La troisième est que ces informations sensibles, une fois remontées, aient transité par des serveurs de Kaspersky installés en Russie. Les services de renseignement russe les auraient interceptées lors de leur transfert. La responsabilité de Kaspersky demeurerait engagée, et certains l’ont clamé haut et fort : « Si vous choisissez de rediriger du trafic via un pays hostile qui l’intercepte et l’utilise ensuite pour lancer une attaque, vous l’avez bien mérité », a déclaré Matthew Green, un cryptologue américain.
La version de Kaspersky : le coupable est un malware installé par l’employé
La version de Kaspersky propose une alternative, qui semblera tirée par les cheveux à certains, et une preuve d’innocence manifeste à d’autres. D’après l’éditeur, l’employé, après que Kaspersky ait repéré les malwares sur son ordinateur, aurait coupé son antivirus et installé une version de Microsoft Office compromise. L’employé aurait alors installé un malware sur son ordinateur, qui aurait permis à un tiers d’accéder aux données de son ordinateur – y compris la fameuse archive Zip si sensible.

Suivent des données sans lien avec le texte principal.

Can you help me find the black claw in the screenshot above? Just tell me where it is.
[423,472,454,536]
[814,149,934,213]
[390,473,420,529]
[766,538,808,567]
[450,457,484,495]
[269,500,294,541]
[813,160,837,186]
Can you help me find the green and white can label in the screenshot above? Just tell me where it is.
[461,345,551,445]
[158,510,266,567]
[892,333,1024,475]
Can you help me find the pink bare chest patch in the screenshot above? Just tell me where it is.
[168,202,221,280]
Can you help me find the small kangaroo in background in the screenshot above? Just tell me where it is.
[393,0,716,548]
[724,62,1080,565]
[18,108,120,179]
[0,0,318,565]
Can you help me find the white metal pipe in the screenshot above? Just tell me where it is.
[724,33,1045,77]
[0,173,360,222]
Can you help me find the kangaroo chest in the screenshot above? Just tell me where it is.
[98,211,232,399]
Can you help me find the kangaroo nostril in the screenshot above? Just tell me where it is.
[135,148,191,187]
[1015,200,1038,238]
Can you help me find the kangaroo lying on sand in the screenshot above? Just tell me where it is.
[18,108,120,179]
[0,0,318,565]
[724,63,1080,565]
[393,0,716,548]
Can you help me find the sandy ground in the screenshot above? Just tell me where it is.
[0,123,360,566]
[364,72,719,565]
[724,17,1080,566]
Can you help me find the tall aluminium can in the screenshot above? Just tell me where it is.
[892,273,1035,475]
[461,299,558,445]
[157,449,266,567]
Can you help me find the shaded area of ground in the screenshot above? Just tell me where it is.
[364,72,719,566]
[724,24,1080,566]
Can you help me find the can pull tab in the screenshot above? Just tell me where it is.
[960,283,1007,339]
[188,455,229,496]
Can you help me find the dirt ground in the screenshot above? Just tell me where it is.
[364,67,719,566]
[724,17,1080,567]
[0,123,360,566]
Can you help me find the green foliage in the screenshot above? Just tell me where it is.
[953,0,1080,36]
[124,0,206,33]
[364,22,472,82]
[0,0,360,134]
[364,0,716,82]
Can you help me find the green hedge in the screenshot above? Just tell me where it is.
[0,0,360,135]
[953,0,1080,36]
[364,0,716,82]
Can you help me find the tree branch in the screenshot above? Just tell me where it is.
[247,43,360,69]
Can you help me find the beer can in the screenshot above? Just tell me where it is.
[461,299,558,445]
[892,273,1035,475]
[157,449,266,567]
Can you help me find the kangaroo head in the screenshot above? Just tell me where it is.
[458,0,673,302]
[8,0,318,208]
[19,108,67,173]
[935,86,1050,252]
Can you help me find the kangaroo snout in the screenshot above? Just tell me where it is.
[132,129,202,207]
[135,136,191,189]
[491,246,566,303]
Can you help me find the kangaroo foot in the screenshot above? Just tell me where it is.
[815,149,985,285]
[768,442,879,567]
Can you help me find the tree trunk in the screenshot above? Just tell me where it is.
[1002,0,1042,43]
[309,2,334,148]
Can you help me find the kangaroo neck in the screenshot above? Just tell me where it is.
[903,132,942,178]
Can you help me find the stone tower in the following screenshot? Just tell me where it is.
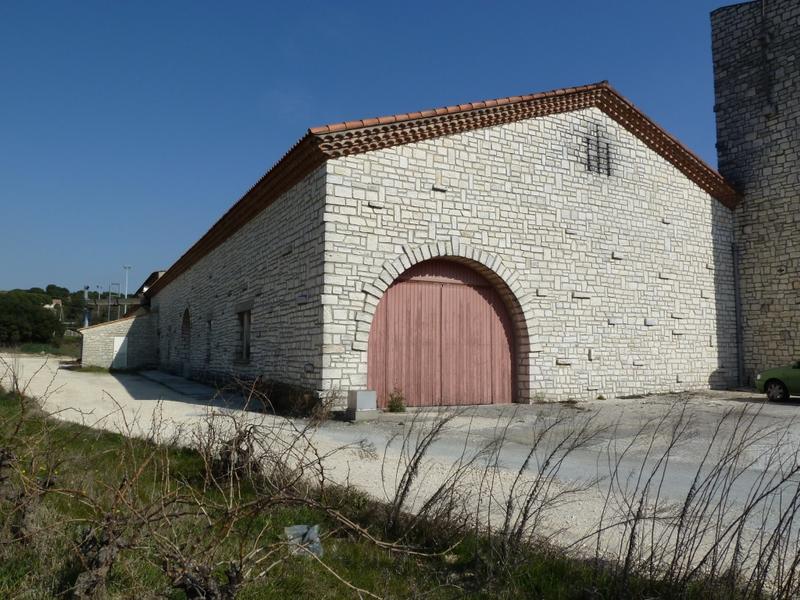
[711,0,800,381]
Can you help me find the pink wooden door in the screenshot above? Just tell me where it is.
[368,260,514,406]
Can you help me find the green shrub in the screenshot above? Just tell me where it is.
[386,388,406,412]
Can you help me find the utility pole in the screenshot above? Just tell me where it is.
[83,285,89,327]
[122,265,131,315]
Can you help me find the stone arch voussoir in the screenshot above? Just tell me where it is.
[353,238,532,402]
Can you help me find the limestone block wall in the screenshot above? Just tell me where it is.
[321,109,737,401]
[711,0,800,379]
[81,312,156,369]
[151,166,325,389]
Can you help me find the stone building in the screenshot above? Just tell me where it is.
[83,83,739,405]
[711,0,800,380]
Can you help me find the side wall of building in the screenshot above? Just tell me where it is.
[151,166,325,390]
[81,313,156,369]
[711,0,800,379]
[322,109,737,401]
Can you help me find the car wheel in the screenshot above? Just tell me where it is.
[764,379,789,402]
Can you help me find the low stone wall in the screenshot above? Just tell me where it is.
[80,312,157,369]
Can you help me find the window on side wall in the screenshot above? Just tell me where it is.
[236,310,250,362]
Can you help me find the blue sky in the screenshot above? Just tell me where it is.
[0,0,726,289]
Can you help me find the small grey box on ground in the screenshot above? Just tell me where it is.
[347,390,379,421]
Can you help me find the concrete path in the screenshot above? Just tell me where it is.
[0,355,800,560]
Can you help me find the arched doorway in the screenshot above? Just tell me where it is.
[367,259,516,406]
[180,308,192,377]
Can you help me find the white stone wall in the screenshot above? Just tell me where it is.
[152,166,325,390]
[81,313,156,369]
[321,109,736,400]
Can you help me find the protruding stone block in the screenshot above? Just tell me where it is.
[346,390,380,421]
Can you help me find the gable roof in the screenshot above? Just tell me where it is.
[145,81,739,297]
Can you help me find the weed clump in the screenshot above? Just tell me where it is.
[386,388,406,412]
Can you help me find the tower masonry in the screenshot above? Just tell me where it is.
[711,0,800,380]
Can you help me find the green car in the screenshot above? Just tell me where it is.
[756,361,800,402]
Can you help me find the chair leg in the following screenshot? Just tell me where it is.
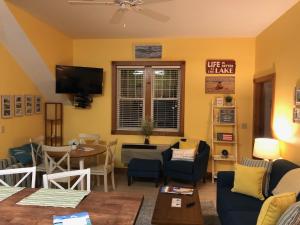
[111,169,116,190]
[104,173,107,192]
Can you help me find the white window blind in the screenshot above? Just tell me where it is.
[151,67,181,131]
[117,67,145,130]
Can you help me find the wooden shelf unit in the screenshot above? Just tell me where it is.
[211,100,238,183]
[45,102,63,146]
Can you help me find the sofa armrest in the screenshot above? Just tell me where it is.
[217,171,234,188]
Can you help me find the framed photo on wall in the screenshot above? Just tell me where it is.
[1,95,13,119]
[25,95,33,116]
[34,96,42,114]
[15,95,24,116]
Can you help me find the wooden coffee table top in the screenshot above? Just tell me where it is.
[152,189,204,225]
[0,188,143,225]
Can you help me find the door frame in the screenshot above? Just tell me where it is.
[252,73,276,144]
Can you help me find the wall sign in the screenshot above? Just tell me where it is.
[205,76,235,94]
[206,59,236,74]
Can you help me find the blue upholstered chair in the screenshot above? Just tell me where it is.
[162,141,210,186]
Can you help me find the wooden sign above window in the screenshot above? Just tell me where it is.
[206,59,236,74]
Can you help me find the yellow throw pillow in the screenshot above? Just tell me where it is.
[231,164,266,200]
[256,192,296,225]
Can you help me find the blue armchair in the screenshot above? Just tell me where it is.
[162,141,210,186]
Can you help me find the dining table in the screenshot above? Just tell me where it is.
[0,188,144,225]
[49,144,106,190]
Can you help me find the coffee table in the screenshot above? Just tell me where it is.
[151,189,204,225]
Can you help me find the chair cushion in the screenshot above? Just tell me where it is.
[227,211,259,225]
[128,158,161,171]
[165,161,194,174]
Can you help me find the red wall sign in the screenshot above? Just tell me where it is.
[206,59,236,74]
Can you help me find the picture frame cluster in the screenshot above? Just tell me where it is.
[1,95,42,119]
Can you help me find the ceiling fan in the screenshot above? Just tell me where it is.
[68,0,172,24]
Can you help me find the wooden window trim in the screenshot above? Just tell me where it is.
[111,61,185,136]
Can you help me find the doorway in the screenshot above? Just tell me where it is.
[253,74,276,143]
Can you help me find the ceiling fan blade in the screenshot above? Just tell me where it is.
[135,8,170,22]
[109,8,127,24]
[68,0,116,5]
[143,0,173,5]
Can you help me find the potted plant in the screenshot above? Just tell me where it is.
[141,118,154,145]
[225,95,233,105]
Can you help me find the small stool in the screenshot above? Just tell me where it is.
[127,158,161,187]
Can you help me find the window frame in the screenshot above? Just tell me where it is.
[111,61,185,136]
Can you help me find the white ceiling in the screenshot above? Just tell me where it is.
[10,0,299,38]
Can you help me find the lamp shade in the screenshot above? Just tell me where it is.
[253,138,280,159]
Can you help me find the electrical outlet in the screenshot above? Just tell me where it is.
[0,125,5,134]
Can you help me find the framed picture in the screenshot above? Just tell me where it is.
[1,95,13,119]
[293,108,300,123]
[295,88,300,105]
[134,45,162,59]
[25,95,33,116]
[15,95,24,116]
[205,76,235,94]
[34,96,42,113]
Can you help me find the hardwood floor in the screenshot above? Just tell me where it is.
[92,172,216,205]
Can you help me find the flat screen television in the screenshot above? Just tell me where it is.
[56,65,103,95]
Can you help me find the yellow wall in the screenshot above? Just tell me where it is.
[0,44,43,158]
[0,1,73,158]
[255,3,300,163]
[68,39,255,166]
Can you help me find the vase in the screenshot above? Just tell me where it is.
[144,137,150,145]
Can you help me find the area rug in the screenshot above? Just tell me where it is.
[136,196,221,225]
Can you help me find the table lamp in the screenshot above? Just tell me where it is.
[253,138,280,160]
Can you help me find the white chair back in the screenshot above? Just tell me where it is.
[29,136,45,166]
[43,169,91,191]
[0,166,36,188]
[42,145,72,174]
[78,133,100,144]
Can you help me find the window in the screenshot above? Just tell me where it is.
[112,61,185,136]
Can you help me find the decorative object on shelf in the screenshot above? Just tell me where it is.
[217,133,233,141]
[225,95,233,106]
[206,59,236,74]
[295,87,300,105]
[25,95,33,116]
[220,109,235,123]
[216,97,224,106]
[205,76,235,94]
[293,108,300,123]
[34,96,42,114]
[253,138,280,160]
[15,95,24,116]
[134,45,162,59]
[221,149,229,158]
[141,118,154,144]
[1,95,13,119]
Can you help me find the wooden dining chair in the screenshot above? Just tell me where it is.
[91,139,118,192]
[0,166,36,188]
[29,136,46,173]
[42,145,72,188]
[43,169,91,191]
[78,133,100,144]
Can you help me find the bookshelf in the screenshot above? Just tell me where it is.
[211,99,238,183]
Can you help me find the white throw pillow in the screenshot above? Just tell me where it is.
[171,148,196,161]
[272,168,300,195]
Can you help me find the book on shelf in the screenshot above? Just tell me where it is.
[160,186,194,195]
[53,212,92,225]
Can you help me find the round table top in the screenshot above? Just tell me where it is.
[49,145,106,158]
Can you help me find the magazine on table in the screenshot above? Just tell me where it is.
[160,186,194,195]
[53,212,92,225]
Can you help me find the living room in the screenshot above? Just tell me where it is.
[0,0,300,224]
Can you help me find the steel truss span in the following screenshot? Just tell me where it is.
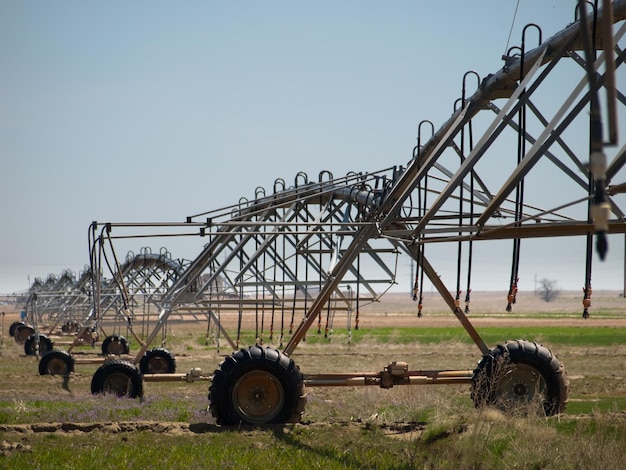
[50,0,626,424]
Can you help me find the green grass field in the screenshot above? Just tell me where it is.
[0,324,626,469]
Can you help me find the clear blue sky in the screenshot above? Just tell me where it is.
[0,0,623,292]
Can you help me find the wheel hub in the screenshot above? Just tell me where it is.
[233,371,285,423]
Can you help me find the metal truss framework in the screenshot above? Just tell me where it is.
[79,0,626,362]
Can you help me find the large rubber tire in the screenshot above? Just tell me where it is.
[472,340,569,416]
[209,346,306,425]
[61,320,80,334]
[91,359,143,398]
[9,321,25,338]
[24,335,54,356]
[102,335,130,356]
[139,348,176,374]
[13,325,35,344]
[39,350,74,375]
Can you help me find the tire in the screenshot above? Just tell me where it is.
[24,335,53,356]
[209,346,306,425]
[39,350,74,375]
[61,321,80,334]
[9,321,25,338]
[91,359,143,398]
[472,340,569,416]
[139,348,176,374]
[102,335,130,356]
[13,325,35,344]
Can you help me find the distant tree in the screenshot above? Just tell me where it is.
[537,278,561,302]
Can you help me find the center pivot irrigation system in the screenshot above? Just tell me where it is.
[34,0,626,424]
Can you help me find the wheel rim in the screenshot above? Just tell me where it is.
[496,364,547,407]
[233,371,285,423]
[15,326,35,343]
[148,357,168,374]
[48,357,68,375]
[103,373,132,397]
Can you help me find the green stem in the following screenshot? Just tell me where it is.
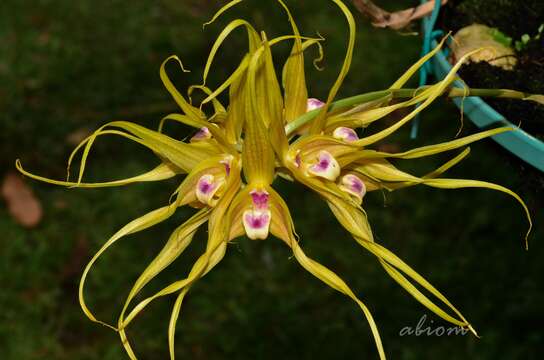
[285,86,531,136]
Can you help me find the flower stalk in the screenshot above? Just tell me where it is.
[16,0,543,359]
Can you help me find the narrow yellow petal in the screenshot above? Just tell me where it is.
[310,0,355,134]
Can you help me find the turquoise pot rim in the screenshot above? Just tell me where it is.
[423,14,544,172]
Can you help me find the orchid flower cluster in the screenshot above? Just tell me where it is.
[16,0,541,359]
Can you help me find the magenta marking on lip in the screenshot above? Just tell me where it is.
[198,180,213,194]
[245,213,270,229]
[249,190,268,209]
[306,98,325,111]
[312,153,331,172]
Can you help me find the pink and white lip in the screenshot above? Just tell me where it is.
[308,150,340,181]
[190,126,212,142]
[195,174,225,206]
[338,174,366,202]
[242,190,272,240]
[332,126,359,142]
[306,98,325,112]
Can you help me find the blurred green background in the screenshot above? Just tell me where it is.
[0,0,544,360]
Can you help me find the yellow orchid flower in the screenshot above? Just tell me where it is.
[16,0,541,359]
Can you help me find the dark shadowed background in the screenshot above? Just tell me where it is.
[0,0,544,360]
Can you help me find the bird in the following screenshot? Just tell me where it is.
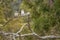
[14,11,18,18]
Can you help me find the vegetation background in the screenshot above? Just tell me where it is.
[0,0,60,40]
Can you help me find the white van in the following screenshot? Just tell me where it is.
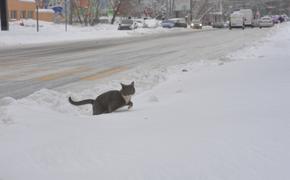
[229,11,245,29]
[239,9,254,27]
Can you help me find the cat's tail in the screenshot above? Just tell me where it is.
[68,97,95,106]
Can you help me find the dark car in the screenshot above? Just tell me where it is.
[190,20,202,29]
[118,19,137,30]
[161,20,175,28]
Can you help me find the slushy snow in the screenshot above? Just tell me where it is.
[0,24,290,180]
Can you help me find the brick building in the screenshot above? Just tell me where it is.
[7,0,54,21]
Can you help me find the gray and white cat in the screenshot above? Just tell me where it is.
[68,82,135,115]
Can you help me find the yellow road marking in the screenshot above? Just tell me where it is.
[36,67,91,81]
[81,66,128,81]
[0,68,47,80]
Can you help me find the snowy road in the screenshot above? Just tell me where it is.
[0,28,271,98]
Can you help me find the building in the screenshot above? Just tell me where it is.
[8,0,54,22]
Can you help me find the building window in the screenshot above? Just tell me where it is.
[20,11,26,19]
[27,11,33,19]
[10,10,17,19]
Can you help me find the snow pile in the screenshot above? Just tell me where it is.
[0,25,290,180]
[0,20,190,48]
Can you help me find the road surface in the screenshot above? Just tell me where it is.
[0,28,270,98]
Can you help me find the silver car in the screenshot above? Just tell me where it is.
[259,16,274,28]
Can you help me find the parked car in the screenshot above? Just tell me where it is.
[161,18,187,28]
[259,16,274,28]
[118,19,137,30]
[272,15,280,24]
[190,19,202,29]
[161,20,175,28]
[212,21,229,28]
[170,18,187,28]
[239,9,254,27]
[229,12,245,29]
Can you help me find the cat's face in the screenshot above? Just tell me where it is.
[121,81,135,96]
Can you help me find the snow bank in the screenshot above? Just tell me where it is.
[0,20,190,48]
[0,24,290,180]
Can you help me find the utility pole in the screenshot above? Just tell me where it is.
[35,0,39,32]
[189,0,193,23]
[64,0,67,32]
[0,0,9,31]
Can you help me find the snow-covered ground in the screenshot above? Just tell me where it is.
[0,24,290,180]
[0,19,197,48]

Kaspersky confirme avoir bien remonté cette archive sur ses serveurs, mais sans transit par le sol russe : l’archive contenait effectivement des malwares et du code source appartenant à un groupe travaillant avec la NSA. Mais cette archive aurait été immédiatement détruite sur ordre direct du dirigeant de Kaspersky, comme c’est l’usage dans ce cas.
Kaspersky s’en remettra-t-il ?
Quoiqu’il en soit, la réputation de Kaspersky sur le sol américain a peu de chances de se remettre de cette affaire : ces explications, pour précises et techniques qu’elles soient, ne prouvent pas formellement l’innocence de l’éditeur russe dans cette affaire – et risque d’éveiller des soupçons bien au-delà des Etats-Unis. Signera-t-elle la mort de l’éditeur, comme certains l’affirment ? L’hypothèse n’est pas à exclure.